En este tiempo postmoderno con frecuencia es difícil distinguir quien en realidad es hijo de Dios.    Usted ve a dos jóvenes en la calle con su I Phone 6 y le es difícil distinguir entre el que es cristiano y el que no, cuando uno de ellos va para la iglesia, pero su Biblia la lleva en su celular.    Usted escucha hablar a ciertos cristianos y su forma de hablar no evidencian que sean hijos de Dios.   También puede observar la forma de actuar de dos cristianos en la calle y no puede asegurar si son cristianos porque visten como el mundo, caminan como los del mundo, actúan exactamente igual al no cristiano, y hablan de manera natural no espiritual.

El postmodernismo se infiltrado de manera descarada no solo en las iglesias locales sino en las organizaciones para eclesiásticas.   Ya muchos cristianos, iglesias, y organizaciones para eclesiásticas han vendido sus credos doctrinales, sus convicciones teológicas, las verdades, valores y absolutos bíblicos por complacer a minorías con influencia.    De manera que el mundo no cristiano no sabe distinguir quien en realidad tiene la verdad absoluta. Muchas personas sin Cristo están confundidas al ver que muchos cristianos e iglesias hacen exactamente lo que en el mundo se hace, por lo cual no hay necesidad de dejar el mundo y sus deseos.   Claro, esto es obra del príncipe de este mundo, el diablo, quien ha encontrado la mejor estrategia y aliado en el postmodernismo, pero también en los cristianos carnales.

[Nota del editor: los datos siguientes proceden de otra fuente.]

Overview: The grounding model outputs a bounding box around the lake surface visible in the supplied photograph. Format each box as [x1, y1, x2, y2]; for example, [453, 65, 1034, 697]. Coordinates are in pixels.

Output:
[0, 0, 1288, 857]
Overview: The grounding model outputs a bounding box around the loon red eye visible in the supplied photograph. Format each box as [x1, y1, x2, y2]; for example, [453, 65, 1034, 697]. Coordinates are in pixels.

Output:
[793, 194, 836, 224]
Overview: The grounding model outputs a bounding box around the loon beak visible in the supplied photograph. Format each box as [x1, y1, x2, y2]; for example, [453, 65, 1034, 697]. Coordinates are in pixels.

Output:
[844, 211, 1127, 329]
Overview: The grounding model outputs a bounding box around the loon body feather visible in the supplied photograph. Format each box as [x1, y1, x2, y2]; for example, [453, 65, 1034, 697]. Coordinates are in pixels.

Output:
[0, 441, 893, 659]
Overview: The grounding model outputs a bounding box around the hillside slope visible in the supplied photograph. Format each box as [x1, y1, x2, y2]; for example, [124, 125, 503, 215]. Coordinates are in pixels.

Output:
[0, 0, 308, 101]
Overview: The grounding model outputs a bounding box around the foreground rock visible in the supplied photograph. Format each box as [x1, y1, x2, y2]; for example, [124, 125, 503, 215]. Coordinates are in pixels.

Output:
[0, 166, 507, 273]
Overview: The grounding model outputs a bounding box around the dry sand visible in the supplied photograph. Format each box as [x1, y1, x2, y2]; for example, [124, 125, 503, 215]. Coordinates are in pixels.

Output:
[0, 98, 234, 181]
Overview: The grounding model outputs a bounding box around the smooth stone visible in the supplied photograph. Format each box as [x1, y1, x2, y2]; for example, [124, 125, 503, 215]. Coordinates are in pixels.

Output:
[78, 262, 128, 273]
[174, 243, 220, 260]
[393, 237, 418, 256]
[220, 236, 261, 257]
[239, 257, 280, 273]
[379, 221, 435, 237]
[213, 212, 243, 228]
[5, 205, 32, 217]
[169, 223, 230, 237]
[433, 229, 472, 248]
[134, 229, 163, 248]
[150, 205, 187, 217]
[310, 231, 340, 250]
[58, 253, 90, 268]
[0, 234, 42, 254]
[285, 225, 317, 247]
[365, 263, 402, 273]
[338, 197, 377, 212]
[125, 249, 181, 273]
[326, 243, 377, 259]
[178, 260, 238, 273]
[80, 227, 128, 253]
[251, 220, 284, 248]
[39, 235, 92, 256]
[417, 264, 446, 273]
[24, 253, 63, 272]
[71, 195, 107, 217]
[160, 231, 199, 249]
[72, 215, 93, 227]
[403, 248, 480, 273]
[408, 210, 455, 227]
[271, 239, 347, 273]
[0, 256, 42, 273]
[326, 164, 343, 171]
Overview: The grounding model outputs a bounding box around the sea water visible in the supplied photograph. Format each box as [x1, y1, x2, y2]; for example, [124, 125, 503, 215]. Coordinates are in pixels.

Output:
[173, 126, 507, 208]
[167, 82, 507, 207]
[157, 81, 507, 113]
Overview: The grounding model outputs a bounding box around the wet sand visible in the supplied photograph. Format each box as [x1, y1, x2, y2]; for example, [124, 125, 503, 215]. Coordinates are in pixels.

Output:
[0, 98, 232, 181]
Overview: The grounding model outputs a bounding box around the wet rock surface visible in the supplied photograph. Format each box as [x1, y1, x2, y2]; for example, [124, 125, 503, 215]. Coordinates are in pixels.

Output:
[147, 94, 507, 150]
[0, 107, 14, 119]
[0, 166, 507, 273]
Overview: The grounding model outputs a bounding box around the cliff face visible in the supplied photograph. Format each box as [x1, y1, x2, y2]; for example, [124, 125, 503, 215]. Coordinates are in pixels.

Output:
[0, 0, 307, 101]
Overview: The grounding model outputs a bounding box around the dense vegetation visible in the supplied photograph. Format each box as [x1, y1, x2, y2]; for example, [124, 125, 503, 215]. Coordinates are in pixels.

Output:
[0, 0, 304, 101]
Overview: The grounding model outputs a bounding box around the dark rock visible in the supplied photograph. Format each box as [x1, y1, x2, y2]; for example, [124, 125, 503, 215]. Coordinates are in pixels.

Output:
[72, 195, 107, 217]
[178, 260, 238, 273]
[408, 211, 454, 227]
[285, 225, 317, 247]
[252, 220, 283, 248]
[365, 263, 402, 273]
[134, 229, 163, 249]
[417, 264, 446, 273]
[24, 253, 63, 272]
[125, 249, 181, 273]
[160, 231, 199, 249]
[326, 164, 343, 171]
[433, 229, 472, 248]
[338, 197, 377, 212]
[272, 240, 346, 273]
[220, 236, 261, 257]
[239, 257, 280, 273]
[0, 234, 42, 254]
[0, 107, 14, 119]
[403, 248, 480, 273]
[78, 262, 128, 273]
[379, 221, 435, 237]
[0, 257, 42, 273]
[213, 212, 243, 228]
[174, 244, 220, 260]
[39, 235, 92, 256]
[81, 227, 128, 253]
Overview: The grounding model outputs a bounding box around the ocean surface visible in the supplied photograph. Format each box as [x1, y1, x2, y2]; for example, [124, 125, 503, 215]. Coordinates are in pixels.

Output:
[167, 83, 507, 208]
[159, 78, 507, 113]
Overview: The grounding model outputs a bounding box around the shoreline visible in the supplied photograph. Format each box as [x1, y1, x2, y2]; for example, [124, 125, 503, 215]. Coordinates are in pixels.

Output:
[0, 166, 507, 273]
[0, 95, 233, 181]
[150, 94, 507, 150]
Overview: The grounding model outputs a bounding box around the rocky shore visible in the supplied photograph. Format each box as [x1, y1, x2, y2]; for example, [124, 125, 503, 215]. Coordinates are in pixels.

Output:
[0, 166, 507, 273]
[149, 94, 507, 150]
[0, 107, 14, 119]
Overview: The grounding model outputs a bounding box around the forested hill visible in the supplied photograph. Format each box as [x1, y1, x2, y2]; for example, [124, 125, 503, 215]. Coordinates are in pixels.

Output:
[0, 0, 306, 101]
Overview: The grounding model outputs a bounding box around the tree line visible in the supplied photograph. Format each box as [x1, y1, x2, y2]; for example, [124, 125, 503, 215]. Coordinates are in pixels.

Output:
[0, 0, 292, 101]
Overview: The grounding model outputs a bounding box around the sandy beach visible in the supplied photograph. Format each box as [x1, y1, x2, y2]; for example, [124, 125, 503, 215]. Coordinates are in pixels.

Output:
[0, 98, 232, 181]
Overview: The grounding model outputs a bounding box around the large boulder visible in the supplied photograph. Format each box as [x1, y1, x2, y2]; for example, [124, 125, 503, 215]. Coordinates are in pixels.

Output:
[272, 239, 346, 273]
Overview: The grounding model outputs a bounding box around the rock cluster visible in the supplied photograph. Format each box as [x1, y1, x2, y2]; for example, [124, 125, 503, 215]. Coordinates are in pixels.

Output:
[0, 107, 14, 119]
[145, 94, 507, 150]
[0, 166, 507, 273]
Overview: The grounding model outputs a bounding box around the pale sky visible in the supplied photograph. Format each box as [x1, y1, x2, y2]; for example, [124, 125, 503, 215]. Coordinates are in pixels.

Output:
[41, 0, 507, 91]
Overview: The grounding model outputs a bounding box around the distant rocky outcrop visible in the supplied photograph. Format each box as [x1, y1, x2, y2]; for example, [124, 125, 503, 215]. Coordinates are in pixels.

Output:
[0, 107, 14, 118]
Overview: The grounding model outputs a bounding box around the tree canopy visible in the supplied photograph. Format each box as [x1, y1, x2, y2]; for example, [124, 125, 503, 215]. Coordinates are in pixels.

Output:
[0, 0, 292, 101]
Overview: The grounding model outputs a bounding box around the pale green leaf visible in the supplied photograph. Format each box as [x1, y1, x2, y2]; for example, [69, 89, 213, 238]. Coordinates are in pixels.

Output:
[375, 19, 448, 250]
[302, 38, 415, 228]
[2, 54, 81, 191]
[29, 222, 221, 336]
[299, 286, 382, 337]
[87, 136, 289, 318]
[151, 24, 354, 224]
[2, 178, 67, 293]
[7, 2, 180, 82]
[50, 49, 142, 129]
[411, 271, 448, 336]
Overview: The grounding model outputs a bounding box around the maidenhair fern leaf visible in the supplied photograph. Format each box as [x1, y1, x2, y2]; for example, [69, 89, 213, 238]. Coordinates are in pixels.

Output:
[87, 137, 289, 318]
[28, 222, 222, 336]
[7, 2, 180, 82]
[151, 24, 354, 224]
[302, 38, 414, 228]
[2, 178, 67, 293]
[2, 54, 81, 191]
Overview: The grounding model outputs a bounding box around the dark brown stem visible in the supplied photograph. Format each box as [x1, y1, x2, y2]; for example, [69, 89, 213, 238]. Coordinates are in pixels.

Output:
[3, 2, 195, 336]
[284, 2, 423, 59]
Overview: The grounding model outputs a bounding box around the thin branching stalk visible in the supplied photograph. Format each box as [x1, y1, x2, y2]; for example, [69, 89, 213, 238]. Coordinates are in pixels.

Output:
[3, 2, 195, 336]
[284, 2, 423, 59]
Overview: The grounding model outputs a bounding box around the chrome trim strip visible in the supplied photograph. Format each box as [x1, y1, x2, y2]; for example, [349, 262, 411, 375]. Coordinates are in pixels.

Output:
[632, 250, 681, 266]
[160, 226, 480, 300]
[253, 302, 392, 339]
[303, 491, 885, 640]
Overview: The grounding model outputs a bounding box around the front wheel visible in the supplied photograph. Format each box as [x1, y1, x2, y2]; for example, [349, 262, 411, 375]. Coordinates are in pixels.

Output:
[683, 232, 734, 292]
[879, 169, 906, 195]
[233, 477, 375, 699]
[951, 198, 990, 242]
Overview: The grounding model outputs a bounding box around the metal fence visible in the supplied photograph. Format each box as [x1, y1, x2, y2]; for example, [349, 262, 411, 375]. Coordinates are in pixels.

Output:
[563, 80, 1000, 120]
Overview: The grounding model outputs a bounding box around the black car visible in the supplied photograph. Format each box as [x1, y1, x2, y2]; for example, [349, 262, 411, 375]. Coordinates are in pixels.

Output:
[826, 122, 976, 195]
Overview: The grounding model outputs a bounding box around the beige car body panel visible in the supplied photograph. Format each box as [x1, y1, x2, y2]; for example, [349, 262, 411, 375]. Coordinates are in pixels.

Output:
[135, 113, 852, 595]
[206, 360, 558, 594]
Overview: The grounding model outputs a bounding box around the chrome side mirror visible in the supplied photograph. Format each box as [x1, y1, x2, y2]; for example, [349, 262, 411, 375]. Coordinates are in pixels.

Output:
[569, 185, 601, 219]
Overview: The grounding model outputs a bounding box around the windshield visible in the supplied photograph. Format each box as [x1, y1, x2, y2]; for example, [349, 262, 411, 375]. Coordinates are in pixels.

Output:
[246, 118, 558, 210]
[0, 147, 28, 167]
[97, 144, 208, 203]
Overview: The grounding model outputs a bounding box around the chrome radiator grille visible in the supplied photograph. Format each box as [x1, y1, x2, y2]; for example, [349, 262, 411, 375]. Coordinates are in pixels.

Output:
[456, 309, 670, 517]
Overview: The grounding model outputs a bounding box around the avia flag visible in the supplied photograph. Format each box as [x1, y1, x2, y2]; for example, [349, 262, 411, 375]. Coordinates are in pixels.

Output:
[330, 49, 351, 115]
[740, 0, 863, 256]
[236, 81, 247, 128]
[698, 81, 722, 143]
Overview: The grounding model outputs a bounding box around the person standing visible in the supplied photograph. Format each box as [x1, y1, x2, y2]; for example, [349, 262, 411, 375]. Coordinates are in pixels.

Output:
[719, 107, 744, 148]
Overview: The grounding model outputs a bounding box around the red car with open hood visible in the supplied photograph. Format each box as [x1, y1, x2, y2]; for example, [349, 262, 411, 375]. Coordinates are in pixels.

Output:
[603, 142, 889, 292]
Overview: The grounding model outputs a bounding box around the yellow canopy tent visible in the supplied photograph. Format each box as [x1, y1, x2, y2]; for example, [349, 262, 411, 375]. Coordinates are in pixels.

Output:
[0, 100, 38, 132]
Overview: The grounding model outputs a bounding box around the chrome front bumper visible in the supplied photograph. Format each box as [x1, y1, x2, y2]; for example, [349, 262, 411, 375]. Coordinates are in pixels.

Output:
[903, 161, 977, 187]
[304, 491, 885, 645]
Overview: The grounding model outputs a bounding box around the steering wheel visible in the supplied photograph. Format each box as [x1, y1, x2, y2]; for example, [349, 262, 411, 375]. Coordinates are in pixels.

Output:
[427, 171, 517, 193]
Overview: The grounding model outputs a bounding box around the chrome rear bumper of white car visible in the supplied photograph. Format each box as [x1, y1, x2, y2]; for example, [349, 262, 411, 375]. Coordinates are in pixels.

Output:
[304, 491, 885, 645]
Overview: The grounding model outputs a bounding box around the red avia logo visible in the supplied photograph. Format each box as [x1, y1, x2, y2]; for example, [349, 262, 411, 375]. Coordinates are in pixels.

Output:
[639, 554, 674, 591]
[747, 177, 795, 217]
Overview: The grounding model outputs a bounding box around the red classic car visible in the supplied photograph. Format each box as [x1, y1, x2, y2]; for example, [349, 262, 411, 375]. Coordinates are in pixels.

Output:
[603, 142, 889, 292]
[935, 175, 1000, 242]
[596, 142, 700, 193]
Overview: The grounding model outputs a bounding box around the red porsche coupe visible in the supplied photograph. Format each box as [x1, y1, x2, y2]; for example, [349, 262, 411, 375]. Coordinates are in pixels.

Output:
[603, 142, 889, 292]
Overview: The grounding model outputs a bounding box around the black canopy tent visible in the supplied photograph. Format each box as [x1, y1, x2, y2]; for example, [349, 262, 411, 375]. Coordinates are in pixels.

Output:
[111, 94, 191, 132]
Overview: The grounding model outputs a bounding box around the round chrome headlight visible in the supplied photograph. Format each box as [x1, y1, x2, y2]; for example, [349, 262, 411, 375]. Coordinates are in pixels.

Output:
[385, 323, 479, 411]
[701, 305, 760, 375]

Lo que dice Pedro es una gran verdad, el hijo de Dios debe vivir como un hijo de Dios, tal como la Biblia lo dice.    Primero debe ser un cristiano obediente a Dios, a su Palabra y a las autoridades, viviendo de una manera correcta, con una actitud clara de servicio.   La obediencia es una de las virtudes mas difíciles de practicar en todos los ámbitos de la vida, aun dentro de las iglesias hay muchos, pero muchos desobedientes aun cuando aparenten vidas rectas.   Y a quien menos obedecemos es a Dios, porque no estamos haciendo lo que nos ha ordenado hacer según la Palabra.    Orar sin cesar, ¿lo hacemos?, predica a tiempo y fuera de tiempo, ¿lo hacemos?  Dad a Dios lo que es de Dios y al Cesar lo que es del Cesar, ¿lo hacemos?, Escudriñad las Escrituras, ¿lo hacemos?, Amaos los unos a los otros como Cristo nos amo, ¿lo hacemos?, Servíos en amor los unos a los otros, ¿lo hacemos?, Ninguna palabra corrompida salga de vuestra boca ¿lo hacemos?, No hagáis acepción de personas, ¿así actuamos?, etc.

Definitivamente, aun nos hace falta vivir como hijos de Dios.  Podría citar centenas de cosas que no estamos haciendo, sin embargo, vivimos como que si somos buenos cristianos.  Por otro lado, ¿sufrimos por causa del evangelio, por causa de Cristo, por causa del amor de Dios?  Nos enojamos cuando el policía nos detiene por no hacer un alto donde debíamos hacerlo o porque vamos en velocidades no permitidas, ¿merecemos castigo?, si, por que hicimos lo malo, y por eso Dios no es honrado.   Pero cuando alguno nos insulta por hablar de Cristo, entonces, Dios es honrado.    Cuando usted sufre penalidades como buen soldado de Jesucristo, Dios es glorificado.  La Paradoja es esta, si su sufrimiento, dificultad, pena, dolor es por haber estado haciendo lo bueno, lo correcto, lo justo; entonces, Dios lo felicita.    Pero cuando usted sufre por causa de haber hecho lo malo, usted no solo recibe lo que merece y Dios no es honrado.       Así que, demos evidencia de quienes somos…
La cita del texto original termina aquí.